I have a celery task on Heroku that connects to an external API and retrieves some data, stores in the database and repeats several hundred times. Very quickly (after ~10 loops) Heroku starts warning about high memory usage. Any ideas?
tasks.py
@app.task
def retrieve_details():
for p in PObj.objects.filter(some_condition=True):
p.fetch()
models.py
def fetch(self):
v_data = self.service.getV(**dict(
Number=self.v.number
))
response = self.map_response(v_data)
for key in ["some_key","some_other_key",]:
setattr(self.v, key, response.get(key))
self.v.save()
Heroky logs
2017-01-01 10:26:25.634
132 <45>1 2017-01-01T10:26:25.457411+00:00 heroku run.5891 - - Error R14 (Memory quota exceeded)
Go to the log: https://api.heroku.com/myapps/[email protected]/addons/logentries
You are receiving this email because your Logentries alarm "Memory quota exceeded"
has been triggered.
In context:
2017-01-01 10:26:25.568 131 <45>1 2017-01-01T10:26:25.457354+00:00 heroku run.5891 - - Process running mem=595M(116.2%)
2017-01-01 10:26:25.634 132 <45>1 2017-01-01T10:26:25.457411+00:00 heroku run.5891 - - Error R14 (Memory quota exceeded)
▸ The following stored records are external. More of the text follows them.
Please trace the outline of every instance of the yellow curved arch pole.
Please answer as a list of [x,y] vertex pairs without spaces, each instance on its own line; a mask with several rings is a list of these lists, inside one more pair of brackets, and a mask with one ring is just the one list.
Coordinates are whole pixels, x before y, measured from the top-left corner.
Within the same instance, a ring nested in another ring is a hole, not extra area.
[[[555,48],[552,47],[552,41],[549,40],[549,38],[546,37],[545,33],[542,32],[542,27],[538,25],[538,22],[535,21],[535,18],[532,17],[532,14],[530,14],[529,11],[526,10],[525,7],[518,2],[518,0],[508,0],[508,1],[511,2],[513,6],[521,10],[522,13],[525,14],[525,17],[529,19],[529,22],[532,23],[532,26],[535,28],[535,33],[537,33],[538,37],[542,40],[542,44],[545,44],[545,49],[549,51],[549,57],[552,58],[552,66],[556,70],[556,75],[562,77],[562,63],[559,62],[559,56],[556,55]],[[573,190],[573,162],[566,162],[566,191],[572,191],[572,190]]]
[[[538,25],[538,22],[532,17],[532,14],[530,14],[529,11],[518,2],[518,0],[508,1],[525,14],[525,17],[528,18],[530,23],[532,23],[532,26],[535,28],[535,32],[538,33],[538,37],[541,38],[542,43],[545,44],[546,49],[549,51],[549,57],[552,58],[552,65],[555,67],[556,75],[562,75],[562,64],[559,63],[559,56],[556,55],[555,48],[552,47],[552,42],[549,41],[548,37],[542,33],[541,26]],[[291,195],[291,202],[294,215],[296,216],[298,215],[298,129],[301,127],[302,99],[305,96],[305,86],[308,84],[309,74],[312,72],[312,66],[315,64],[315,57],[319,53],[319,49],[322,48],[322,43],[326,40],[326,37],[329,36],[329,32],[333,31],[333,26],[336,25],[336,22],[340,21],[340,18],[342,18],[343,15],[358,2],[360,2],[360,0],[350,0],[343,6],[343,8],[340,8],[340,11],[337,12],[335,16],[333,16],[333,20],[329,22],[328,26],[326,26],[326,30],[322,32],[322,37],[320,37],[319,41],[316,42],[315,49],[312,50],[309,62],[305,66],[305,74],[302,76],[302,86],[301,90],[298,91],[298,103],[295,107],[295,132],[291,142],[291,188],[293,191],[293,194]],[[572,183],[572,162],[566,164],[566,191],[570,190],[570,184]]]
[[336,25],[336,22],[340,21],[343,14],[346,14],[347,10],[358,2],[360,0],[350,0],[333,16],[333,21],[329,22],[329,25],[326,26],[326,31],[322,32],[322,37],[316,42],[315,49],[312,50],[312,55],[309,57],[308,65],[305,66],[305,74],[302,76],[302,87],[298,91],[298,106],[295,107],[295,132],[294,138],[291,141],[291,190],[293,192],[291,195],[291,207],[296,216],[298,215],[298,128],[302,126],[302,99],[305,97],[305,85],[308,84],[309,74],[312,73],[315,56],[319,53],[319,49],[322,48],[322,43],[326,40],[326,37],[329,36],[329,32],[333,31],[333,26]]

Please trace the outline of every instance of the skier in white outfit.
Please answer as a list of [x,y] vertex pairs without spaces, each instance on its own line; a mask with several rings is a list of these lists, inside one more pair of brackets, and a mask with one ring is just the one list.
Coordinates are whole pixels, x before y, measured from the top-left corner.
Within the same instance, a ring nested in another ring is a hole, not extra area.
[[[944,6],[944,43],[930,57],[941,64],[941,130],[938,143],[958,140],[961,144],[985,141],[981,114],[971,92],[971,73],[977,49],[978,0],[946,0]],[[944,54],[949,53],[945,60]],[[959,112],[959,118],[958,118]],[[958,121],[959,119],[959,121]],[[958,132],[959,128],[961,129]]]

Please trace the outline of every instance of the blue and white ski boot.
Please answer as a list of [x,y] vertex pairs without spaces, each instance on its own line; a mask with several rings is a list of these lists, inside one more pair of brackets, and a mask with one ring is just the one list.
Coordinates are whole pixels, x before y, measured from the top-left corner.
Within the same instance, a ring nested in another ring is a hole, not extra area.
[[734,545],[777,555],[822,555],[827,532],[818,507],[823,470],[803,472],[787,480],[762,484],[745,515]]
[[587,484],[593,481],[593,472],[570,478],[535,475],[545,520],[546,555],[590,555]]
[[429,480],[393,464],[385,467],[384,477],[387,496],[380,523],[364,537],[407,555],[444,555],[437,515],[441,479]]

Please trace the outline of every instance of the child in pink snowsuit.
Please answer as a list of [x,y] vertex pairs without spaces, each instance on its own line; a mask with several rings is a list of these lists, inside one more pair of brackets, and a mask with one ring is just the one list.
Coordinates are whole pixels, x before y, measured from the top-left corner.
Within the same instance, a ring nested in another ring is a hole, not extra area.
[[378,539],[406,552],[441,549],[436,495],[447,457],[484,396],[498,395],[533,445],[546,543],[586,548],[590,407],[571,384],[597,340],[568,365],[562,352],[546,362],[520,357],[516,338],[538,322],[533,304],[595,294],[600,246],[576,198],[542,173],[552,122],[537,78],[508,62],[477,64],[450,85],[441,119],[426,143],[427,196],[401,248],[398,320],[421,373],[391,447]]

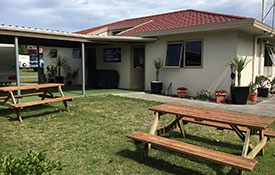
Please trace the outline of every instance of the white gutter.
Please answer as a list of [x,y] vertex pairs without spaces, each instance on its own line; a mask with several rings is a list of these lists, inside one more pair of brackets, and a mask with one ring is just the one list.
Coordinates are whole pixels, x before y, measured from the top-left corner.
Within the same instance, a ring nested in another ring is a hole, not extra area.
[[93,43],[94,41],[110,42],[153,42],[156,38],[127,37],[127,36],[95,36],[53,30],[43,30],[16,26],[0,25],[0,35],[23,36],[40,39],[53,39],[75,42]]

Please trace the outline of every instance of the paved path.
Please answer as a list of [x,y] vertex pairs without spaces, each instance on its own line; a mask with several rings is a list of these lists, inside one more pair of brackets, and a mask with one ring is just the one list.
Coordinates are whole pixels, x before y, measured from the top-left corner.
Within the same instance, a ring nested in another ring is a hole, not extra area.
[[176,103],[176,104],[183,104],[187,106],[198,106],[198,107],[204,107],[204,108],[221,109],[221,110],[275,117],[275,95],[257,104],[247,104],[247,105],[212,103],[212,102],[205,102],[205,101],[199,101],[199,100],[181,99],[177,97],[148,94],[144,92],[123,93],[123,94],[116,94],[116,95],[129,97],[129,98],[159,101],[159,102],[165,102],[165,103]]

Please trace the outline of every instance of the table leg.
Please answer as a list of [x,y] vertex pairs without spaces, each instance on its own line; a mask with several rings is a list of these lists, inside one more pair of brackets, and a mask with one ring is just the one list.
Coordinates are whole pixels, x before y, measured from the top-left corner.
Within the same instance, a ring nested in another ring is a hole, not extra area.
[[[259,131],[259,141],[263,140],[264,139],[264,131],[263,130],[260,130]],[[264,155],[264,147],[261,149],[261,154]]]
[[16,115],[17,115],[19,121],[20,121],[20,122],[23,122],[23,120],[22,120],[22,118],[21,118],[21,114],[20,114],[20,109],[17,108],[17,109],[15,109],[15,110],[16,110]]
[[181,116],[177,116],[177,118],[180,118],[179,121],[178,121],[178,126],[180,128],[180,132],[182,134],[182,137],[185,138],[184,124],[183,124],[183,121],[181,120],[182,117]]
[[[155,119],[154,119],[153,124],[152,124],[152,126],[150,128],[149,134],[155,134],[156,133],[156,130],[157,130],[157,127],[158,127],[159,118],[160,118],[160,114],[159,114],[159,112],[156,112]],[[150,148],[151,148],[151,144],[147,143],[145,145],[145,147],[144,147],[144,157],[148,156],[148,152],[149,152]]]
[[251,134],[250,134],[250,129],[248,128],[247,131],[246,131],[246,136],[245,136],[244,145],[243,145],[243,151],[242,151],[242,156],[243,157],[247,156],[250,139],[251,139]]

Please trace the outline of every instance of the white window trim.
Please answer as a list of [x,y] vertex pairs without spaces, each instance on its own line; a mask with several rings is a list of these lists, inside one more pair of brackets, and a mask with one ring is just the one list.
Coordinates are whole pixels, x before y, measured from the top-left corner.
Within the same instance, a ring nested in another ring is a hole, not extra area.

To expand on the veritable rdegges thoughts, here are two strategies I have used in the past when working with celery/python to help reduce the memory footprint: (1) kick off subtasks that each process exactly one object and/or (2) use generators.
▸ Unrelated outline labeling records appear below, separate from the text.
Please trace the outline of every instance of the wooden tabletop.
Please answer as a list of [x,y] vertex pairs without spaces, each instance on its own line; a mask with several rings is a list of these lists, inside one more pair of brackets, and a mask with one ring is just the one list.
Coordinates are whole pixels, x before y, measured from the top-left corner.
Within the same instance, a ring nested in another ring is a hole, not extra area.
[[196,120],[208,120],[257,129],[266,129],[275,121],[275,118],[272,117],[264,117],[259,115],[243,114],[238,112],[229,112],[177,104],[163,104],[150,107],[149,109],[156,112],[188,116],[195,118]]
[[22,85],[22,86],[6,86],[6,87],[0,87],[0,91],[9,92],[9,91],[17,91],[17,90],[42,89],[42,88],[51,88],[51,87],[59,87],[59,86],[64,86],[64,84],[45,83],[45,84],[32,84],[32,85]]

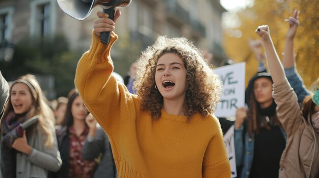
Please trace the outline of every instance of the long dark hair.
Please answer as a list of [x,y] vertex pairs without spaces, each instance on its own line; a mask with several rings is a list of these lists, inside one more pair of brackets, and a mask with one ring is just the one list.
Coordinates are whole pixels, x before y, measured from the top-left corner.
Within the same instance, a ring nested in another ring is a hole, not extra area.
[[[248,134],[249,137],[253,137],[253,134],[254,132],[258,133],[259,129],[260,128],[265,128],[268,130],[270,130],[270,127],[268,124],[264,124],[262,120],[261,116],[258,111],[260,106],[258,106],[259,103],[255,98],[255,94],[254,90],[251,90],[249,94],[249,100],[248,101],[248,114],[247,118],[248,120]],[[273,102],[275,102],[273,99]],[[273,117],[273,122],[270,124],[276,123],[277,125],[281,127],[281,124],[277,116],[277,112],[275,112],[275,114]]]
[[73,118],[71,112],[72,103],[74,100],[74,99],[79,96],[78,91],[76,89],[73,89],[69,93],[69,100],[68,101],[66,111],[65,111],[65,115],[64,115],[64,119],[61,124],[63,126],[66,126],[69,127],[73,124]]

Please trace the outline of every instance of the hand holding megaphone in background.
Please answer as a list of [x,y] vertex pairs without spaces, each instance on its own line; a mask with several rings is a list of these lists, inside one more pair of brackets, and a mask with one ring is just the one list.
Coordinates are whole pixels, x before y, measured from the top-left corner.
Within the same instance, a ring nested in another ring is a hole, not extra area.
[[25,129],[37,123],[38,120],[39,116],[35,116],[12,129],[2,138],[0,144],[0,167],[3,177],[16,177],[16,150],[30,153],[32,148],[28,145]]
[[[131,0],[57,0],[57,1],[64,12],[77,20],[85,19],[91,14],[93,8],[100,6],[103,9],[103,12],[109,15],[108,17],[111,20],[114,20],[115,8],[126,7],[129,5]],[[99,35],[101,42],[104,44],[109,44],[111,31],[102,31],[103,32],[101,32]]]
[[102,12],[98,12],[96,15],[98,18],[94,20],[94,33],[100,37],[101,33],[104,31],[112,31],[115,28],[115,23],[121,15],[121,11],[117,10],[114,15],[113,21],[109,18],[108,14]]

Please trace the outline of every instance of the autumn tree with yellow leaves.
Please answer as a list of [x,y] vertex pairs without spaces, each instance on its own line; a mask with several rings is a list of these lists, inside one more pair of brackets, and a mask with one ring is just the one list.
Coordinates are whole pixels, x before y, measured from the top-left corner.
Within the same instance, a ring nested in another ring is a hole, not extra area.
[[[228,57],[246,62],[246,84],[257,72],[257,62],[248,46],[250,39],[257,39],[258,26],[268,25],[280,58],[289,24],[284,19],[295,9],[300,25],[295,38],[297,68],[308,87],[319,77],[319,3],[318,0],[255,0],[253,5],[236,13],[240,25],[225,29],[224,48]],[[234,35],[233,34],[237,34]]]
kick off subtasks that each process exactly one object:
@app.task
def retrieve_details():
qs = PObj.objects.filter(some_condition=True)
for p in qs.values_list('id', flat=True):
do_fetch.delay(p)
@app.task
def do_fetch(n_id):
p = PObj.objects.get(id=n_id)
p.fetch()
Now you can tune celery so that it kills of processes after processing N number of PObj (tasks) to keep memory footprint low using --max-tasks-per-child
.
Using generators: you can also try this using generators so that you can (theoretically) throw away the PObj after you call fetch
def ps_of_interest(chunk=10):
n = chunk
start = 0
while n == chunk:
some_ps = list(PObj.objects.filter(some_condition=True)[start:start + n])
n = len(some_ps)
start += chunk
for p in some_ps:
yield p
@app.task
def retrieve_details():
for p in ps_of_interest():
p.fetch()
For my money, I’d go with option #1.